Databases for Backend Systems

Importance of Databases in Backend Development

Databases are one of the most frequent components used in backend systems.
Backend engineers constantly interact with databases for:
- Storing data
- Retrieving data
- Updating data
- Deleting data
Understanding database concepts is crucial for efficient backend development.

Persistence and the Need for Databases

What is Persistence?

Persistence means storing data so that it survives after the program stops running.
Data remains available across:
- Different sessions
- Different system states
- Long periods of time
- Different physical locations

Example: To-Do List Application

A user:
- Creates tasks
- Marks tasks as completed
When the app is closed and reopened:
- The previous state must remain intact.
Without persistence:
- All tasks would disappear every time the app restarts.

Importance of Persistence

Used extensively in everyday applications.
Ensures data continuity and reliability.

What is a Database?

Broad Definition

A database is any structured storage system used to persist data.
Examples of databases include:
- Phone contact lists
- Browser local storage
- Cookies
- Session storage
- Text files storing structured information

Core Operations of a Database (CRUD)

A database system provides methods to:

Create data
Read data
Update data
Delete data

These operations are commonly called CRUD operations.

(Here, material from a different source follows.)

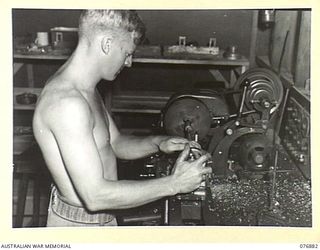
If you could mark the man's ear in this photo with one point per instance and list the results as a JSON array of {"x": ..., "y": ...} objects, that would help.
[{"x": 106, "y": 43}]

Databases in Backend Systems

Disk-Based Databases

When developers refer to databases in backend systems, they typically mean:

Disk-based databases
Data stored in:
- HDD (Hard Disk Drive)
- SSD (Solid State Drive)

Why Disk Storage Instead of RAM?

RAM (Primary Memory)

Extremely fast
Limited capacity
Expensive

Typical RAM capacity:

8GB
16GB
32GB
Maximum ~128GB for most systems

Disk Storage (Secondary Memory)

Slower than RAM
Much cheaper
Much larger capacity

Typical disk storage:

512GB
1TB
2TB+

Trade-Off

Storage Type	Speed	Capacity	Cost
RAM	Very Fast	Small	Expensive
Disk	Slower	Large	Cheap

Use Case Difference

Caching systems (e.g., Redis) → store data in RAM
Databases (PostgreSQL, MongoDB) → store data on disk

Reason:

Databases prioritize large storage capacity
Caching prioritizes fast access

Database Management Systems (DBMS)

What is a DBMS?

A Database Management System (DBMS) is software that:

Stores data
Provides efficient access to data
Handles database operations

Examples:

PostgreSQL
MySQL
SQL Server
MongoDB

Responsibilities of a DBMS

1. Data Organization

Efficient storage structure.
Enables faster queries and updates.

2. Data Access

Provides methods for:

Create
Read
Update
Delete

3. Data Integrity

Ensures data is:

Accurate
Valid
Consistent

Example:

If a column stores payment amount, the DBMS ensures:
- Only numbers are inserted
- Strings or invalid data are rejected

4. Security

DBMS controls:

User access
Permissions
Roles

Prevents unauthorized access to data.

5. Scalability and Load Handling

Handles large datasets
Manages system load efficiently

Why Not Use Text Files Instead of Databases?

Before DBMS systems existed, data was often stored in plain text files.

However, this approach has major problems.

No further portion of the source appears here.